Maari Partners Come Down to 2 'Dry-Tree' Platform Options

Engineering studies on final options for the offshore Taranaki Maari oil field development have come down to two "dry-tree" surface concepts with the rejection of sub-sea wellheads, Maari partner Horizon Oil says in its December quarterly report.

The Maari field, situated in 100 m water depth, about 80 km from the Taranaki coast, is the largest undeveloped offshore oil field in New Zealand containing a P50 estimate of 50 million barrels of recoverable oil in the Moki formation.

Horizon says that sub-sea wellheads had been rejected on risk and economic grounds after significant engineering effort.

The surface development concept has been narrowed down to either a jack-up Drilling and Production Unit (DPU) with a Floating Storage and Offloading (FSO) vessel; or a minimal facilities wellhead platform with a Floating Production Storage and Offloading (FPSO) vessel.

The two options are the subject of detailed definition studies at present for Maari operator OMV New Zealand Ltd.

A final concept selection on Maari is to be made about April with the final investment decision around mid-2005.

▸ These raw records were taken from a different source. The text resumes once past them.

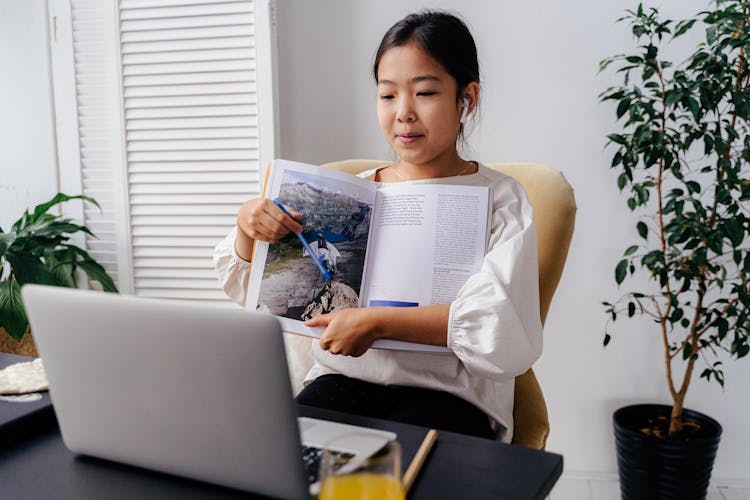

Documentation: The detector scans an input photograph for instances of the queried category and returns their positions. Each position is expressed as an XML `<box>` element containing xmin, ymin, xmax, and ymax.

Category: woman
<box><xmin>215</xmin><ymin>11</ymin><xmax>542</xmax><ymax>442</ymax></box>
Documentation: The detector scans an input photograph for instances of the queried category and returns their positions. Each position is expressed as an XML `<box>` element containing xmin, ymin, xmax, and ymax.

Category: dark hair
<box><xmin>372</xmin><ymin>10</ymin><xmax>479</xmax><ymax>100</ymax></box>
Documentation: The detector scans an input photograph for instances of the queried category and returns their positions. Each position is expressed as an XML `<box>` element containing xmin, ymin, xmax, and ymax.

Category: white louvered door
<box><xmin>53</xmin><ymin>0</ymin><xmax>273</xmax><ymax>301</ymax></box>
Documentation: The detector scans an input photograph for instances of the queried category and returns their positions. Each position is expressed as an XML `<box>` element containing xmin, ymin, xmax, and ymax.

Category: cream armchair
<box><xmin>286</xmin><ymin>160</ymin><xmax>576</xmax><ymax>449</ymax></box>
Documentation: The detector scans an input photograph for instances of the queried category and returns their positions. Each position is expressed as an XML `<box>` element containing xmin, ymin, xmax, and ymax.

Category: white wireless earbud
<box><xmin>459</xmin><ymin>97</ymin><xmax>469</xmax><ymax>123</ymax></box>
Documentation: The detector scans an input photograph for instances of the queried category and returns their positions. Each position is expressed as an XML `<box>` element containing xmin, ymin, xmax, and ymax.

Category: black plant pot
<box><xmin>613</xmin><ymin>404</ymin><xmax>721</xmax><ymax>500</ymax></box>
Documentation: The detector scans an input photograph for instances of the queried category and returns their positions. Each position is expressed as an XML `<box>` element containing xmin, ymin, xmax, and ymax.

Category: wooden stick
<box><xmin>401</xmin><ymin>429</ymin><xmax>437</xmax><ymax>495</ymax></box>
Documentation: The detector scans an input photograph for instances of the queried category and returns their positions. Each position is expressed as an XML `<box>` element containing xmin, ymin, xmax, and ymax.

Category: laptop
<box><xmin>22</xmin><ymin>285</ymin><xmax>396</xmax><ymax>498</ymax></box>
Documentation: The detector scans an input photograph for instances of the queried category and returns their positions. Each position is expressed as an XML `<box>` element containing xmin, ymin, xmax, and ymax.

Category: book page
<box><xmin>247</xmin><ymin>160</ymin><xmax>375</xmax><ymax>333</ymax></box>
<box><xmin>363</xmin><ymin>184</ymin><xmax>489</xmax><ymax>307</ymax></box>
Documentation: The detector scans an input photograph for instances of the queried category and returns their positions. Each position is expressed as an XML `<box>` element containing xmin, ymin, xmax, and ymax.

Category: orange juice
<box><xmin>318</xmin><ymin>472</ymin><xmax>406</xmax><ymax>500</ymax></box>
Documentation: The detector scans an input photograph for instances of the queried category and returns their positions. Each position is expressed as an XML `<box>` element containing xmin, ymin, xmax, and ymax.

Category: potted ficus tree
<box><xmin>600</xmin><ymin>0</ymin><xmax>750</xmax><ymax>499</ymax></box>
<box><xmin>0</xmin><ymin>193</ymin><xmax>117</xmax><ymax>356</ymax></box>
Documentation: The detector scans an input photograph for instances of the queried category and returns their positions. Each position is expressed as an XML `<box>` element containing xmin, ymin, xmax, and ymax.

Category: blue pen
<box><xmin>273</xmin><ymin>198</ymin><xmax>331</xmax><ymax>281</ymax></box>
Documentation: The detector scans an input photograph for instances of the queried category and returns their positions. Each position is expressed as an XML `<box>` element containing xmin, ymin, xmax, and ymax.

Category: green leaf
<box><xmin>685</xmin><ymin>181</ymin><xmax>701</xmax><ymax>193</ymax></box>
<box><xmin>33</xmin><ymin>193</ymin><xmax>102</xmax><ymax>220</ymax></box>
<box><xmin>617</xmin><ymin>173</ymin><xmax>628</xmax><ymax>191</ymax></box>
<box><xmin>5</xmin><ymin>252</ymin><xmax>57</xmax><ymax>285</ymax></box>
<box><xmin>68</xmin><ymin>246</ymin><xmax>117</xmax><ymax>293</ymax></box>
<box><xmin>635</xmin><ymin>221</ymin><xmax>648</xmax><ymax>240</ymax></box>
<box><xmin>607</xmin><ymin>134</ymin><xmax>627</xmax><ymax>146</ymax></box>
<box><xmin>672</xmin><ymin>19</ymin><xmax>695</xmax><ymax>40</ymax></box>
<box><xmin>0</xmin><ymin>233</ymin><xmax>16</xmax><ymax>257</ymax></box>
<box><xmin>0</xmin><ymin>279</ymin><xmax>29</xmax><ymax>340</ymax></box>
<box><xmin>615</xmin><ymin>259</ymin><xmax>628</xmax><ymax>285</ymax></box>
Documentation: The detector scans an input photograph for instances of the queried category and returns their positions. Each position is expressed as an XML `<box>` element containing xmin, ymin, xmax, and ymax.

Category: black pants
<box><xmin>297</xmin><ymin>375</ymin><xmax>495</xmax><ymax>439</ymax></box>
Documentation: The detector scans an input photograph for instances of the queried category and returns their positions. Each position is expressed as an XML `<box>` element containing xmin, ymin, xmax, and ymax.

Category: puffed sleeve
<box><xmin>448</xmin><ymin>177</ymin><xmax>542</xmax><ymax>381</ymax></box>
<box><xmin>214</xmin><ymin>227</ymin><xmax>251</xmax><ymax>306</ymax></box>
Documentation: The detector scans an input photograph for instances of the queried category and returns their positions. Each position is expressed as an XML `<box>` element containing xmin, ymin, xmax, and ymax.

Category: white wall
<box><xmin>0</xmin><ymin>0</ymin><xmax>57</xmax><ymax>231</ymax></box>
<box><xmin>0</xmin><ymin>0</ymin><xmax>750</xmax><ymax>480</ymax></box>
<box><xmin>278</xmin><ymin>0</ymin><xmax>750</xmax><ymax>480</ymax></box>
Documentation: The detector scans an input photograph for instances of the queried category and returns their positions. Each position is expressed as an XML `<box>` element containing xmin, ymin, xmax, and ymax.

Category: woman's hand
<box><xmin>305</xmin><ymin>308</ymin><xmax>379</xmax><ymax>357</ymax></box>
<box><xmin>235</xmin><ymin>198</ymin><xmax>302</xmax><ymax>261</ymax></box>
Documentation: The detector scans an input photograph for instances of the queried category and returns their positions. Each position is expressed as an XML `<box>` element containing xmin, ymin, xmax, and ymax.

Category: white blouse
<box><xmin>214</xmin><ymin>164</ymin><xmax>542</xmax><ymax>442</ymax></box>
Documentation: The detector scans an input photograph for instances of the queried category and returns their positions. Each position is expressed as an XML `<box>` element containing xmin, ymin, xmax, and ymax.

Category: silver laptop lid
<box><xmin>22</xmin><ymin>285</ymin><xmax>308</xmax><ymax>498</ymax></box>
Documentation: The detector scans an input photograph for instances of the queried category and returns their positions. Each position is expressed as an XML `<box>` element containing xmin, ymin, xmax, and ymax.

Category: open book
<box><xmin>247</xmin><ymin>160</ymin><xmax>491</xmax><ymax>352</ymax></box>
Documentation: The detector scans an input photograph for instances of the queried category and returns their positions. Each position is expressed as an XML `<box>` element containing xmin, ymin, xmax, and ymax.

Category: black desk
<box><xmin>0</xmin><ymin>407</ymin><xmax>563</xmax><ymax>500</ymax></box>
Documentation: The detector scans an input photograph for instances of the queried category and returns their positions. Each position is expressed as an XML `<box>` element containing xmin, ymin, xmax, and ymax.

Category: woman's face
<box><xmin>378</xmin><ymin>44</ymin><xmax>463</xmax><ymax>165</ymax></box>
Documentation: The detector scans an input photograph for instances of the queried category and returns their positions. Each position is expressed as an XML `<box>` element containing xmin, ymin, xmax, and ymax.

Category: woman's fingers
<box><xmin>305</xmin><ymin>313</ymin><xmax>333</xmax><ymax>326</ymax></box>
<box><xmin>268</xmin><ymin>200</ymin><xmax>302</xmax><ymax>233</ymax></box>
<box><xmin>237</xmin><ymin>199</ymin><xmax>302</xmax><ymax>243</ymax></box>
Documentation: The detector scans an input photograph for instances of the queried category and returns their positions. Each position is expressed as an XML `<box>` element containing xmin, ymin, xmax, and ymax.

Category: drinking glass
<box><xmin>318</xmin><ymin>433</ymin><xmax>405</xmax><ymax>500</ymax></box>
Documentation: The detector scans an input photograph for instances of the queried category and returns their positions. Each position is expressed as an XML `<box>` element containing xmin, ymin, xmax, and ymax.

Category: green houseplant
<box><xmin>600</xmin><ymin>0</ymin><xmax>750</xmax><ymax>498</ymax></box>
<box><xmin>0</xmin><ymin>193</ymin><xmax>117</xmax><ymax>352</ymax></box>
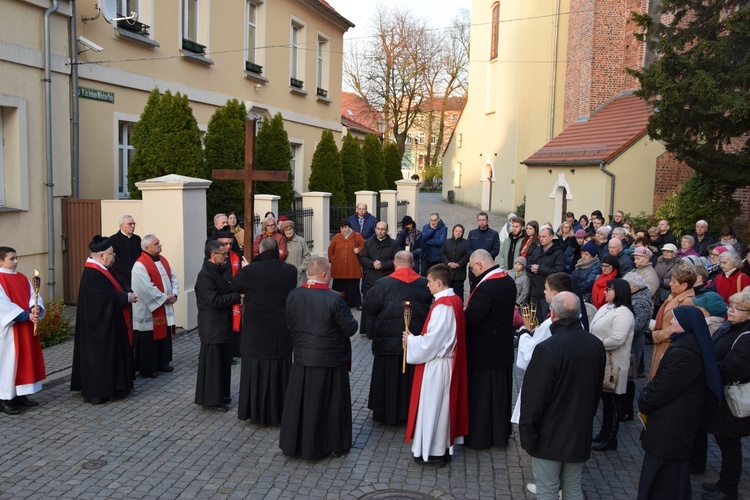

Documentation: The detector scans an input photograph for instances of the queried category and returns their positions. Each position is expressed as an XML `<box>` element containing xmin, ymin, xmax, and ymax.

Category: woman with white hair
<box><xmin>714</xmin><ymin>251</ymin><xmax>750</xmax><ymax>304</ymax></box>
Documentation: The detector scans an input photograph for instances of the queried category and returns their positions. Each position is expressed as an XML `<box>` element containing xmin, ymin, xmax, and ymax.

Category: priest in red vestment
<box><xmin>0</xmin><ymin>247</ymin><xmax>46</xmax><ymax>415</ymax></box>
<box><xmin>402</xmin><ymin>264</ymin><xmax>469</xmax><ymax>467</ymax></box>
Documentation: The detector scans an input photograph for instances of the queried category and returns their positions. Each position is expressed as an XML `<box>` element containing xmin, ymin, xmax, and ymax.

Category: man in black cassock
<box><xmin>365</xmin><ymin>252</ymin><xmax>432</xmax><ymax>424</ymax></box>
<box><xmin>70</xmin><ymin>235</ymin><xmax>138</xmax><ymax>404</ymax></box>
<box><xmin>231</xmin><ymin>238</ymin><xmax>297</xmax><ymax>425</ymax></box>
<box><xmin>279</xmin><ymin>257</ymin><xmax>357</xmax><ymax>459</ymax></box>
<box><xmin>109</xmin><ymin>215</ymin><xmax>141</xmax><ymax>291</ymax></box>
<box><xmin>464</xmin><ymin>250</ymin><xmax>516</xmax><ymax>448</ymax></box>
<box><xmin>195</xmin><ymin>241</ymin><xmax>240</xmax><ymax>411</ymax></box>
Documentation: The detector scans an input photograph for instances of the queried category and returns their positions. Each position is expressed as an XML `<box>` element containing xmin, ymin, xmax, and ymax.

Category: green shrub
<box><xmin>36</xmin><ymin>299</ymin><xmax>70</xmax><ymax>347</ymax></box>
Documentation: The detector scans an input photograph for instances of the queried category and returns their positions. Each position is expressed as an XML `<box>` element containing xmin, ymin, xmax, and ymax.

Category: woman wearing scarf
<box><xmin>704</xmin><ymin>292</ymin><xmax>750</xmax><ymax>500</ymax></box>
<box><xmin>638</xmin><ymin>306</ymin><xmax>724</xmax><ymax>500</ymax></box>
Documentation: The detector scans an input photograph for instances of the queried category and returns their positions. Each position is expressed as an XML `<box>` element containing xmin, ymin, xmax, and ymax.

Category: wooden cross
<box><xmin>211</xmin><ymin>119</ymin><xmax>290</xmax><ymax>261</ymax></box>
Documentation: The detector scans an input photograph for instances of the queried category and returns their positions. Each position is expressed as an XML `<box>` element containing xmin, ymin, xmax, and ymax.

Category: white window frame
<box><xmin>115</xmin><ymin>120</ymin><xmax>136</xmax><ymax>198</ymax></box>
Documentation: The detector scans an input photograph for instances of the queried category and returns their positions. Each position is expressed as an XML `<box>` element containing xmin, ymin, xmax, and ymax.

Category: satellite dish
<box><xmin>99</xmin><ymin>0</ymin><xmax>117</xmax><ymax>24</ymax></box>
<box><xmin>99</xmin><ymin>0</ymin><xmax>138</xmax><ymax>24</ymax></box>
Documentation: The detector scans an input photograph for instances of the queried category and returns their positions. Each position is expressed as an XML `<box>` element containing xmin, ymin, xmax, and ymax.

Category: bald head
<box><xmin>549</xmin><ymin>292</ymin><xmax>581</xmax><ymax>322</ymax></box>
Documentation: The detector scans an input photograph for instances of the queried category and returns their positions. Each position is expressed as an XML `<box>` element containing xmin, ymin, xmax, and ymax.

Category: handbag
<box><xmin>602</xmin><ymin>351</ymin><xmax>620</xmax><ymax>392</ymax></box>
<box><xmin>724</xmin><ymin>332</ymin><xmax>750</xmax><ymax>418</ymax></box>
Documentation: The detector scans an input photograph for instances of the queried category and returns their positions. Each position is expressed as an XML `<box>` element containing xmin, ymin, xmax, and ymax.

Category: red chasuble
<box><xmin>86</xmin><ymin>262</ymin><xmax>134</xmax><ymax>346</ymax></box>
<box><xmin>0</xmin><ymin>273</ymin><xmax>47</xmax><ymax>386</ymax></box>
<box><xmin>136</xmin><ymin>252</ymin><xmax>175</xmax><ymax>340</ymax></box>
<box><xmin>406</xmin><ymin>295</ymin><xmax>469</xmax><ymax>446</ymax></box>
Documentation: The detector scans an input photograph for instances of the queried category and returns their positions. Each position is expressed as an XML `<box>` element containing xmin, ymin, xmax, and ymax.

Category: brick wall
<box><xmin>563</xmin><ymin>0</ymin><xmax>647</xmax><ymax>126</ymax></box>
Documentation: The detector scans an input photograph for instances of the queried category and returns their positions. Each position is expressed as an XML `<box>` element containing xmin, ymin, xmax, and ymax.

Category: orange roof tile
<box><xmin>521</xmin><ymin>93</ymin><xmax>651</xmax><ymax>166</ymax></box>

The subsurface development plan has been finalised with horizontal wells and the completion of detailed studies confirming the design of the waterflood scheme.

The development will include the flexibility to tie-in the Maari M2A level reservoir and the separate Manaia structure nearby to Maari, where the Maui-4 well flowed oil at the time of the original Maui field discovery. Design and construction of the Maari project is planned from mid-2005 with production coming on line in mid 2007.

Meanwhile Cue Energy, which recently moved its base from New Zealand to Melbourne, has bought a 5% stake in PEP 38413 from Delta Oil Taranaki Pty Ltd's (Delta) for A$6.2 million.

Cue has raised a total of A$18 million by private placement of 60 million ordinary A30 cent ordinary shares to help fund development of its share of the Maari field.